Court Commissioner J.C. Moore on Tuesday denied a defense request to allow the teen to be released to house arrest with GPS monitoring, saying Friday’s shooting at the Mayfair Mall in the Milwaukee suburb of Wauwatosa was “an incredibly dangerous series of events.”
“This was a shooting in a crowded mall a week before the start of the holiday shopping season. Eight people were shot because of some altercation” the teen was allegedly involved in, Moore said. “I can’t imagine a more dangerous set of circumstances.”

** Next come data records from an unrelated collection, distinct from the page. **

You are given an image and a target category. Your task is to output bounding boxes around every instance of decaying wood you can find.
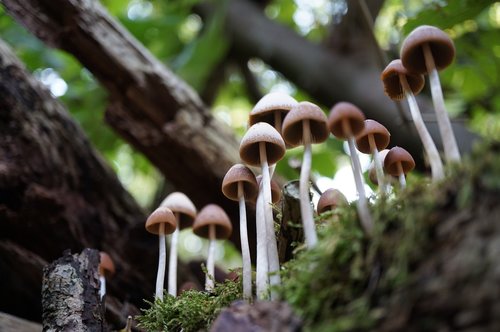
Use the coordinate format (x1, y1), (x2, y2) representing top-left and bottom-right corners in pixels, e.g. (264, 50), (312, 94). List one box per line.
(42, 249), (106, 332)
(1, 0), (239, 226)
(0, 312), (42, 332)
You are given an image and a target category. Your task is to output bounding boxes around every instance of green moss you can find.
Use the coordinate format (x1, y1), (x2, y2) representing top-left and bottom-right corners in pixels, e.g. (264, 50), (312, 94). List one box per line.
(137, 278), (242, 332)
(278, 143), (500, 332)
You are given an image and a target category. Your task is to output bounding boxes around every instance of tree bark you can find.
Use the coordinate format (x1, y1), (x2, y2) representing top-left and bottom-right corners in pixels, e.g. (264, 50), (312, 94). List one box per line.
(1, 0), (239, 226)
(42, 249), (106, 332)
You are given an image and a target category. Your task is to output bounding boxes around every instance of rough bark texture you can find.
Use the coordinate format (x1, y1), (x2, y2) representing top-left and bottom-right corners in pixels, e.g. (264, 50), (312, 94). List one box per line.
(0, 38), (197, 321)
(42, 249), (106, 332)
(1, 0), (239, 226)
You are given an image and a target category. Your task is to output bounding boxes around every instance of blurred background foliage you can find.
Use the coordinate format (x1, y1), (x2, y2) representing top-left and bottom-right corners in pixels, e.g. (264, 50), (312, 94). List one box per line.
(0, 0), (500, 268)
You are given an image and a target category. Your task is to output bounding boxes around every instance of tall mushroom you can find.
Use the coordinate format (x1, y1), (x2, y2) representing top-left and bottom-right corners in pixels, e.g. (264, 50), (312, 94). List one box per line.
(401, 25), (460, 162)
(356, 119), (391, 194)
(248, 92), (297, 134)
(146, 206), (177, 300)
(222, 164), (259, 299)
(328, 102), (373, 235)
(160, 191), (196, 296)
(384, 146), (415, 188)
(193, 204), (233, 291)
(98, 251), (115, 300)
(240, 122), (286, 298)
(316, 188), (347, 214)
(282, 101), (329, 248)
(381, 59), (444, 180)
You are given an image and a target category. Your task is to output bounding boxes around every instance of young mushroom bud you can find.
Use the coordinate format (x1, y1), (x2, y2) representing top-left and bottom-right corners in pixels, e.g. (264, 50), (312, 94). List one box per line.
(401, 25), (460, 162)
(356, 120), (391, 193)
(328, 102), (373, 235)
(282, 101), (329, 248)
(384, 146), (415, 188)
(160, 192), (196, 296)
(317, 188), (348, 214)
(146, 206), (177, 300)
(193, 204), (233, 291)
(240, 122), (286, 298)
(99, 251), (115, 300)
(381, 59), (444, 180)
(222, 164), (259, 299)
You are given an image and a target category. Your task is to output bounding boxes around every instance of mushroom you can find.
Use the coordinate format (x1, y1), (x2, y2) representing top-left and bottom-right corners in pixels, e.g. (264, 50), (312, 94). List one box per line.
(384, 146), (415, 188)
(316, 188), (348, 214)
(328, 102), (373, 235)
(222, 164), (259, 299)
(193, 204), (233, 291)
(282, 101), (329, 248)
(146, 206), (177, 300)
(240, 122), (286, 298)
(356, 120), (391, 194)
(98, 251), (115, 300)
(248, 92), (297, 134)
(381, 59), (444, 180)
(160, 192), (196, 296)
(401, 25), (460, 162)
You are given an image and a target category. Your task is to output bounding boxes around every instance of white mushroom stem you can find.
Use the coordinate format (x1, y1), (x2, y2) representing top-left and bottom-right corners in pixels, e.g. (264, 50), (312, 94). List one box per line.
(205, 225), (216, 291)
(156, 223), (167, 300)
(299, 120), (318, 248)
(99, 275), (106, 300)
(397, 163), (406, 188)
(368, 135), (387, 194)
(399, 74), (444, 181)
(259, 142), (281, 300)
(238, 181), (252, 299)
(342, 121), (373, 235)
(422, 43), (460, 162)
(168, 212), (180, 296)
(255, 188), (269, 300)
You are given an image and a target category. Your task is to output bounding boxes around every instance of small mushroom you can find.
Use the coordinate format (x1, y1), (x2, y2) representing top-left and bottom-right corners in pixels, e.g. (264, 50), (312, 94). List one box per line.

No one was killed in the shooting.
In a petition for juvenile delinquency, the teen faces eight felony counts of first-degree reckless injury, and one misdemeanor count of possessing a firearm while under 18, the Milwaukee Journal Sentinel reported. The Associated Press is not naming the teen because he is charged as a juvenile.
His attorney, Assistant Public Defender Paul Rifelj, said the petition contains “a small sliver, the smallest iota or fraction” of the evidence in the case.
According to the petition, the teen and a friend were in the mall Friday when the friend confronted a group of people descending an escalator, yelling then punching one person in the group. Witnesses told police the teen was farther back and “took a shooter’s stance.” He began firing with a handgun drawn from his waistband, the petition says.
The teen fled and was arrested Sunday in a car with Illinois plates, with a packed bag and the handgun police said was used in the shooting, the petition says. Police have said two others were also arrested but have not described their roles in the shooting.
A plea date has been set for Dec. 3.